Computer Engineer Barbie

Just in case you’ve been living in a cave that is deeper underground than my cave, here’s the scoop: Mattel had a book, published in 2010, titled, Barbie: I Can Be a Computer Engineer. Like me, many people cheered the concept. Hooray! Barbie is helping to encourage young girls to consider STEM careers, which continue to be largely dominated by men. Good for Barbie! However, as you read the story, you are met with the sad reality – Computer Engineer Barbie is a fraud. Sure, she comes up with a cute idea for a video game, but then she explains to Skipper,

” ‘I’m only creating the design ideas,’ Barbie says, laughing. ‘I’ll need Steven’s and Brian’s help to turn it into a real game.’ “

Seriously, Barbie?! You’re a computer software engineer and you can’t do the coding for your own game without help from the men? What’s happened to you? And as if that weren’t disappointing enough, Barbie inserts her flash drive into Skipper’s computer and – whoopsie – ends up infecting the computer with a virus. So, does Computer Engineer Barbie use her brain and her education and disinfect the computer herself? Of course not! She calls the boys, who eagerly offer to remove the virus for her.

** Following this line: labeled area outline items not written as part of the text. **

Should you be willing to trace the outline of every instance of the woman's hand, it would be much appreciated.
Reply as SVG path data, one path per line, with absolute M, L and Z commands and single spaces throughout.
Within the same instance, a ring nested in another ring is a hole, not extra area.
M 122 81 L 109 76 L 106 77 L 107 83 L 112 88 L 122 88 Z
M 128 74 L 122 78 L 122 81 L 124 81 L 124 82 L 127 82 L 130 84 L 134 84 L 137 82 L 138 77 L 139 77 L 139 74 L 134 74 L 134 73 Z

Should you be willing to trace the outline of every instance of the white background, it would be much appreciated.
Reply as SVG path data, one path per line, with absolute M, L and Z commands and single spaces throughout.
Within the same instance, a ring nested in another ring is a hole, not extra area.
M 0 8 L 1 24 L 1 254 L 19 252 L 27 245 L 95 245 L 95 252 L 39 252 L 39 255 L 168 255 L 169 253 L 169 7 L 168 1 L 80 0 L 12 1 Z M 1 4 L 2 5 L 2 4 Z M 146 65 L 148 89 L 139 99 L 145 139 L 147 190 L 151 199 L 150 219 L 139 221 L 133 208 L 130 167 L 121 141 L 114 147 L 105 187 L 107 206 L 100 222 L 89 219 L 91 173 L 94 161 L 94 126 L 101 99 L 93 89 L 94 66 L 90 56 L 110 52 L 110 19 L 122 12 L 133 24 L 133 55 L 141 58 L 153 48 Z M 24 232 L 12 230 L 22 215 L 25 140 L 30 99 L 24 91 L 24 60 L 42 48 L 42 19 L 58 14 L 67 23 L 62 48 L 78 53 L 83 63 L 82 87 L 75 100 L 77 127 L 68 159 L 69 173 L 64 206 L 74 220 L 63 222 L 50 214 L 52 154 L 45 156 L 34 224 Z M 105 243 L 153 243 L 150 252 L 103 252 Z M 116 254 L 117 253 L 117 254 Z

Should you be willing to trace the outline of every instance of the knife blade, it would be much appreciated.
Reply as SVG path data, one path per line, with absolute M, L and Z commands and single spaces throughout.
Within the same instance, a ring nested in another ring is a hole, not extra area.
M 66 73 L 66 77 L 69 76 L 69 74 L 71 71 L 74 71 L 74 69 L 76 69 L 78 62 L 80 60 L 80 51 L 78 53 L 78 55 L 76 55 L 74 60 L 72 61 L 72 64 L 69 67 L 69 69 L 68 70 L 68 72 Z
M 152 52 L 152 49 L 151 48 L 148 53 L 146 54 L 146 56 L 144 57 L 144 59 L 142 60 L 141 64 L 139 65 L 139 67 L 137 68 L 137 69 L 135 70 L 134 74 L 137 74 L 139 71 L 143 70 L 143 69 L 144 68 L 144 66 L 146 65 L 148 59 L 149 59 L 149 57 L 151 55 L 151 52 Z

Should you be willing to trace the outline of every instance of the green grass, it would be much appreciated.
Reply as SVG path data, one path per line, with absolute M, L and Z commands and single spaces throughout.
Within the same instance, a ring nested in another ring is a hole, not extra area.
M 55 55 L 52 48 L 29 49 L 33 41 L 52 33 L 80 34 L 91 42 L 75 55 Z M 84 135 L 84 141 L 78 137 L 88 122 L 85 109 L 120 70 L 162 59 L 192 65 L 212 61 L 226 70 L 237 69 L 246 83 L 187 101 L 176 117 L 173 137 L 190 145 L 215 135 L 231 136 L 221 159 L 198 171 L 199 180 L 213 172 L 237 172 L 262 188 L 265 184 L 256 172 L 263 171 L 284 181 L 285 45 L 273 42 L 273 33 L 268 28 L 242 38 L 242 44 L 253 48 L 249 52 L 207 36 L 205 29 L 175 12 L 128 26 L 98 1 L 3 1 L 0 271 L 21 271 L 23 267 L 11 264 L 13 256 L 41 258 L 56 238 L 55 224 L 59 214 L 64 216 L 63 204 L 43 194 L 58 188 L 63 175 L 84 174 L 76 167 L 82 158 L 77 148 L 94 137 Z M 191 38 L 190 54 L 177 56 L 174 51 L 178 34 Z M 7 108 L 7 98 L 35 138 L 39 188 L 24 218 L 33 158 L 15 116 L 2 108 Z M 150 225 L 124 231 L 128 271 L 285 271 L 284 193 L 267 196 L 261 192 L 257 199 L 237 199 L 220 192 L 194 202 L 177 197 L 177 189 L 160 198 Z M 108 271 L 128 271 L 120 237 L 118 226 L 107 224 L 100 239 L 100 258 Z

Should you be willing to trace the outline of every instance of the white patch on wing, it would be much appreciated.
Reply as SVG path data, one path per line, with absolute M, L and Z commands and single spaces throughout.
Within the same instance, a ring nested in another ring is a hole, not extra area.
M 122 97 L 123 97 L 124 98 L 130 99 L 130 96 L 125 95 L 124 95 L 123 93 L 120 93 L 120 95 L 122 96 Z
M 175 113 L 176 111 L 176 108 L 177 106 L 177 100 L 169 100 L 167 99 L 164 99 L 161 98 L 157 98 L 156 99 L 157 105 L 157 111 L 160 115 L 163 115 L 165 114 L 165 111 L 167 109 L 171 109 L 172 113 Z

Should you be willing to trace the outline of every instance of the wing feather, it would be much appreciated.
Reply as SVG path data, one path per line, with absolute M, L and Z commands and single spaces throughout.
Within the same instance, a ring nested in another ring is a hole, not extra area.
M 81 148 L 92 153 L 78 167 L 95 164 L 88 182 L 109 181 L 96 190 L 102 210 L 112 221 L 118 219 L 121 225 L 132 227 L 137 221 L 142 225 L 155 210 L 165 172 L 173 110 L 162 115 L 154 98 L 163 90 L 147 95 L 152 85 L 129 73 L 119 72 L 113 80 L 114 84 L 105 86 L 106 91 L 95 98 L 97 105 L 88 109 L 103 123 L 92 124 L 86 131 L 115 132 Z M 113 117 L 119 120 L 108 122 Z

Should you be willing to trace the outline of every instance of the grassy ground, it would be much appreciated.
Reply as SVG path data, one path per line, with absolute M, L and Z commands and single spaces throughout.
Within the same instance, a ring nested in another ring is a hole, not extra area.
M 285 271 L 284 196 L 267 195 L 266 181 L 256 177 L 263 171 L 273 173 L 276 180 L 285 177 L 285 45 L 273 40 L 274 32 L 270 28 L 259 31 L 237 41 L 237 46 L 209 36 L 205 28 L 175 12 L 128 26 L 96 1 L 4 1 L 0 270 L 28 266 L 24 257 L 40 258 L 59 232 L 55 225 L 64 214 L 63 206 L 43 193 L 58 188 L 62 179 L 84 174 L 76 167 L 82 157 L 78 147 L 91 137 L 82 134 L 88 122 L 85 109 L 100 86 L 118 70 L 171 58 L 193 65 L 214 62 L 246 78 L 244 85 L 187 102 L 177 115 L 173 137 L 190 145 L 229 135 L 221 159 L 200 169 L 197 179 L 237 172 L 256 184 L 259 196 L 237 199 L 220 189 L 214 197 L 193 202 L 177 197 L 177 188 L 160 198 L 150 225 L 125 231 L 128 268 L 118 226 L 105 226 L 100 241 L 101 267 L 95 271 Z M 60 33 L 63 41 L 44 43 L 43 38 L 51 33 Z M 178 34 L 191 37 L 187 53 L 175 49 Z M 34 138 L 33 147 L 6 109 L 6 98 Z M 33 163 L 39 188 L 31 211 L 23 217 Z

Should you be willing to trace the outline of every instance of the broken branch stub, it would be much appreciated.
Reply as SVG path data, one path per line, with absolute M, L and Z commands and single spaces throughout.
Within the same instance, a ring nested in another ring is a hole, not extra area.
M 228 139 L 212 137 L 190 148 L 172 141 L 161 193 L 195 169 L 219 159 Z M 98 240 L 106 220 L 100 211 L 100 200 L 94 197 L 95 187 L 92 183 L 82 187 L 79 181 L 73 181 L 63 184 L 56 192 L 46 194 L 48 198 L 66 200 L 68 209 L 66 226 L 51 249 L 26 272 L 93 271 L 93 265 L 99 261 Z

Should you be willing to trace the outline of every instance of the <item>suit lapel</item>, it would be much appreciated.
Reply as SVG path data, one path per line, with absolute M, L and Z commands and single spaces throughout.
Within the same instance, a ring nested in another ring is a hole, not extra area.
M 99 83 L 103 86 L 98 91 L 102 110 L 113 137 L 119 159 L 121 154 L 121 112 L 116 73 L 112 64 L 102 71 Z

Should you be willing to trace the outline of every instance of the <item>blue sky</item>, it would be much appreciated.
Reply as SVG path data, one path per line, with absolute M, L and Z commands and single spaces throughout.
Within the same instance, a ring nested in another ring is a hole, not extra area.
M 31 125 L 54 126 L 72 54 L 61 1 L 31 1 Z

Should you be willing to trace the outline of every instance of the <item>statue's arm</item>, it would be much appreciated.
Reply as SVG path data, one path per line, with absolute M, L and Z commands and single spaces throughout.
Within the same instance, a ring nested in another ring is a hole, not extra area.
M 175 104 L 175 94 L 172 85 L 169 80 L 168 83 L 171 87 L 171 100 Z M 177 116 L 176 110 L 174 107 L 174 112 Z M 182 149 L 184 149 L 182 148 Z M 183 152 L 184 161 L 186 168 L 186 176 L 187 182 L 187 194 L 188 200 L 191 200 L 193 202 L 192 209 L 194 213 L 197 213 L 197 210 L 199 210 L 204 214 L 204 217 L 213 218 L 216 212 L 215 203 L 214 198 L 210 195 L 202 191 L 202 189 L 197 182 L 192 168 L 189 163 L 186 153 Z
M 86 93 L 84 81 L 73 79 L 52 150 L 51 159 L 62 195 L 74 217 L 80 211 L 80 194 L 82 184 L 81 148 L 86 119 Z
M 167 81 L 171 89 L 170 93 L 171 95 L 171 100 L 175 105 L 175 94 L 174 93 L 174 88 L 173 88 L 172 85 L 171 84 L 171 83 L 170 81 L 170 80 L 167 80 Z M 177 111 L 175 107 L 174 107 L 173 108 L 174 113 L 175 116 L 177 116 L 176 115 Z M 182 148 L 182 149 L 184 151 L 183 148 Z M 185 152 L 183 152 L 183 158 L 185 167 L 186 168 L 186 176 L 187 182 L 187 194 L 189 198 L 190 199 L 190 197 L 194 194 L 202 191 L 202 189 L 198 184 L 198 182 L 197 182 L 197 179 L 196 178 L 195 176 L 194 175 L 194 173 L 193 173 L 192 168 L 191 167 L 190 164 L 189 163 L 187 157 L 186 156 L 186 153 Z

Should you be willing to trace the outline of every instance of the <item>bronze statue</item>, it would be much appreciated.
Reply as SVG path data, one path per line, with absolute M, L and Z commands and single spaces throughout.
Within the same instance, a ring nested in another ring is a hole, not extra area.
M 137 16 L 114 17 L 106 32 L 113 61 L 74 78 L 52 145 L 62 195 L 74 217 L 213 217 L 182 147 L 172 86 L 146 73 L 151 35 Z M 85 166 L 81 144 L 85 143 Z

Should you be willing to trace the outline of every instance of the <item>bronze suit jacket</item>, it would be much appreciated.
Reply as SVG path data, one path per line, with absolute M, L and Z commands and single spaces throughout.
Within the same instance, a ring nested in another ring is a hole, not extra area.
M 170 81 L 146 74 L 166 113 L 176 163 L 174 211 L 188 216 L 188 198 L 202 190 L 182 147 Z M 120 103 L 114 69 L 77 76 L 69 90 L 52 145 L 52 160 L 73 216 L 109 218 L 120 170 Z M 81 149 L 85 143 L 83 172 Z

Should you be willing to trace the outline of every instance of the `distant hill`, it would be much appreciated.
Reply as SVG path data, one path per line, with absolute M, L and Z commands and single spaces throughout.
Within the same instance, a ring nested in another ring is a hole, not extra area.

” ‘Hi, guys,’ says Barbie. ‘I tried to send you my designs, but I ended up crashing my laptop — and Skipper’s, too! I need to get back the lost files and repair both of our laptops.’

” ‘It will go faster if Brian and I help,’ offers Steven.”

Ugghhh!!! I am guessing that clueless Computer Engineer Barbie had fake sex with her boss in order to be hired for her IT job. Luckily for girls everywhere, Mattel has pulled the disaster of a book and apologized for supporting such garbage. And luckily for everyone, an awesome IT consultant named Kathleen Tuite created the Feminist Hacker Barbie website, where users can edit the original text of the story to create a better version. Twitter users have also chimed in, with their – uh, more colorful editions of the story, using the hashtag #FeministHackerBarbie. One of the coolest things to come out of this whole fiasco has been the number of really smart women, many with IT careers, who have stepped forward to rewrite Barbie’s airhead words (and the patronizing responses of her male coworkers) with much more appropriate and witty dialogue. Now that is true Girl Power.